Anthropic released two recent artificial intelligence models on Tuesday called Claude Fable 5 and Claude Mythos 5, which the company says are more capable than the Mythos Preview model, which was made available in April to a narrow group of technology partners. Anthropic says the initial narrow release was driven by concerns that the model’s capabilities could be exploited by bad actors to develop hacking tools that could surprise defenders.
Anthropic is currently only making Claude Mythos 5 available to a narrow group of industry partners, many of whom have been given access to Mythos Preview, and the company says it is working with the U.S. government on the rollout.
Claude Fable 5, which is being released to the public, uses the same base model as Mythos 5, but at launch, the company said, it will have “guardrails” that will prevent the model from answering many of users’ questions related to cybersecurity, biology and chemistry. Instead, these requests will be redirected to the older AI model, Claude Opus 4.8. If Anthropic suspects that a user is trying to perform distillation – training a smaller AI model based on the response of a larger AI model – on Claude Fable 5, those requests will also be redirected to Claude Opus 4.8, the company says.
In an interview with WIRED, Diane Penn, Anthropic’s director of product management, says the company struggled to support Mythos vulnerability detection and other advanced features prior to the April launch, but testing and user input since then have helped refine the strategy.
“We try to make improvements in a positive way, even if we don’t have a perfect solution [solution] for each use case,” says Penn. “Of all the different approaches, this has proven to be the most feasible and the best. We simply concluded that it was the best choice for users to get the most value out of Fable 5.”
For now, Penn says the protection mechanism is built to err on the side of caution, meaning some user queries may be redirected to a less effective AI model, even if they are benign. Anthropic hopes to improve its classifiers over time, but Penn says this was the only safe and sound way the company could currently make the model available on a wide scale.
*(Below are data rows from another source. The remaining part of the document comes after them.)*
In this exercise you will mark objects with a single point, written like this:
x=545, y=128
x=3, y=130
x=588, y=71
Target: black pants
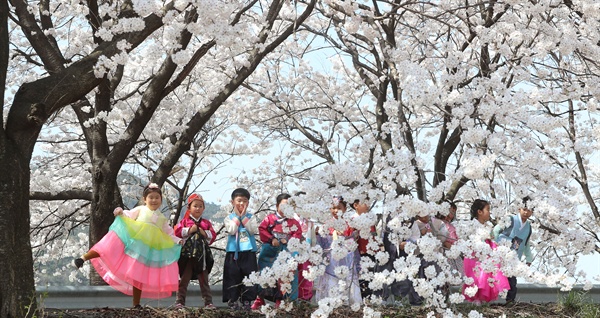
x=512, y=293
x=234, y=272
x=365, y=291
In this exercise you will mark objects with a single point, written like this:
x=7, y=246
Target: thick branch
x=61, y=196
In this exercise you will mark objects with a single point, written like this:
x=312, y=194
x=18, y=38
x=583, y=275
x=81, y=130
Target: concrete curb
x=86, y=297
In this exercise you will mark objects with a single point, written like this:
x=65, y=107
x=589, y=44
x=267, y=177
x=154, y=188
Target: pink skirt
x=489, y=284
x=124, y=267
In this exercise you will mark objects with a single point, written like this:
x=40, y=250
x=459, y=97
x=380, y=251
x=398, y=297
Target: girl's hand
x=118, y=211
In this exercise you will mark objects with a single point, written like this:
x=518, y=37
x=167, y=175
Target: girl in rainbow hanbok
x=486, y=284
x=138, y=256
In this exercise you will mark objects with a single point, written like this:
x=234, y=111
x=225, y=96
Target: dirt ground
x=550, y=310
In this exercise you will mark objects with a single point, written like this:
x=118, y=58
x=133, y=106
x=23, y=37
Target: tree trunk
x=17, y=287
x=106, y=197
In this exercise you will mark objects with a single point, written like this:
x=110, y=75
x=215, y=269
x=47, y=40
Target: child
x=196, y=259
x=138, y=256
x=275, y=231
x=488, y=284
x=328, y=284
x=305, y=286
x=240, y=259
x=518, y=234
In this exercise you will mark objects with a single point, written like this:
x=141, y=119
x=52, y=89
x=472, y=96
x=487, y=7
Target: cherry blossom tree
x=421, y=102
x=129, y=73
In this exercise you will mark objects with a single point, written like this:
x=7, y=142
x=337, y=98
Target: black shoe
x=78, y=262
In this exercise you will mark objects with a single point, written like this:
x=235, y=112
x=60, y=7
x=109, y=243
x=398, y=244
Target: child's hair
x=282, y=197
x=354, y=203
x=338, y=199
x=452, y=205
x=152, y=187
x=193, y=197
x=240, y=192
x=524, y=203
x=478, y=204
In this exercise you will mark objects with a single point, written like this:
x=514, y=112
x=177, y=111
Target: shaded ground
x=550, y=310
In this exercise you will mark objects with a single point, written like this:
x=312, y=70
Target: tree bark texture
x=17, y=287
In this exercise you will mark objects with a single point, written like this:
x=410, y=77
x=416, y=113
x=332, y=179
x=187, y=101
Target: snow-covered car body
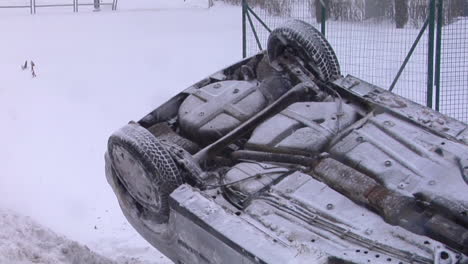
x=280, y=159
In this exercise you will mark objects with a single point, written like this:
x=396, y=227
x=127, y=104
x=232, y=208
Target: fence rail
x=424, y=59
x=75, y=4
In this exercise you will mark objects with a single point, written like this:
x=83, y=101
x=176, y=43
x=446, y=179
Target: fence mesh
x=454, y=70
x=374, y=49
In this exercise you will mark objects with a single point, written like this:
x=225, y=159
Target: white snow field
x=95, y=72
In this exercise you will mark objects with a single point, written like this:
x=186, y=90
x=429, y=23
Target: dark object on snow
x=280, y=159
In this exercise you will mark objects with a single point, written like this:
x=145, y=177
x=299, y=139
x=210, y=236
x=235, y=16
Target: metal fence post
x=430, y=58
x=244, y=29
x=97, y=5
x=440, y=21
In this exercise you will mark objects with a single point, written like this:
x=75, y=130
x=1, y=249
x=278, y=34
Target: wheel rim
x=135, y=179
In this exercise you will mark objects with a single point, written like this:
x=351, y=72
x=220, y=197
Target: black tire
x=307, y=43
x=145, y=168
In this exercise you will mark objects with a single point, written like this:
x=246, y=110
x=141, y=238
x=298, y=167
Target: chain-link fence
x=372, y=41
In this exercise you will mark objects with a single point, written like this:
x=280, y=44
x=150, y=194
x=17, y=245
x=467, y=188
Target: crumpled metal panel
x=433, y=120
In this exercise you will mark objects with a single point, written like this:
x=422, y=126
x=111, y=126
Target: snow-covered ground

The company said Tuesday that in addition to offering Claude Mythos 5 to Glasswing project partners, it is also providing access to “selected biology researchers.” Additionally, Anthropic noted in its blog post on Tuesday’s launch that it is providing unlimited versions to these diminutive groups of customers “until our Trusted Access program is available,” hinting at future plans to expand access even further. Since the April launch of the Mythos, Anthropic has repeatedly emphasized that eventually its competitors in both private and open scale spaces will inevitably also offer models with Mythos-level capabilities.
The ability of Claude Mythos and other recent AI models to design hacking tools that can find and exploit vulnerabilities in both recent and older software has forced technology companies and governments around the world to harden their software defenses before this level of AI models become widely available to attackers. Anthropic first made Mythos available to industry partners as part of a consortium called Project Glasswing, with the understanding that it could give members a head start in preparing their own systems and considering global solutions to the problem before wider release.
Anthropic wrote in: update on the Glasswing project last week: “We are working as quickly as possible to safely make Mythos-level features available to the general public. To do this, we will need very robust safeguards to prevent misuse of the model’s cyber capabilities – safeguards that we (and, to our knowledge, all other AI developers) have not yet developed.”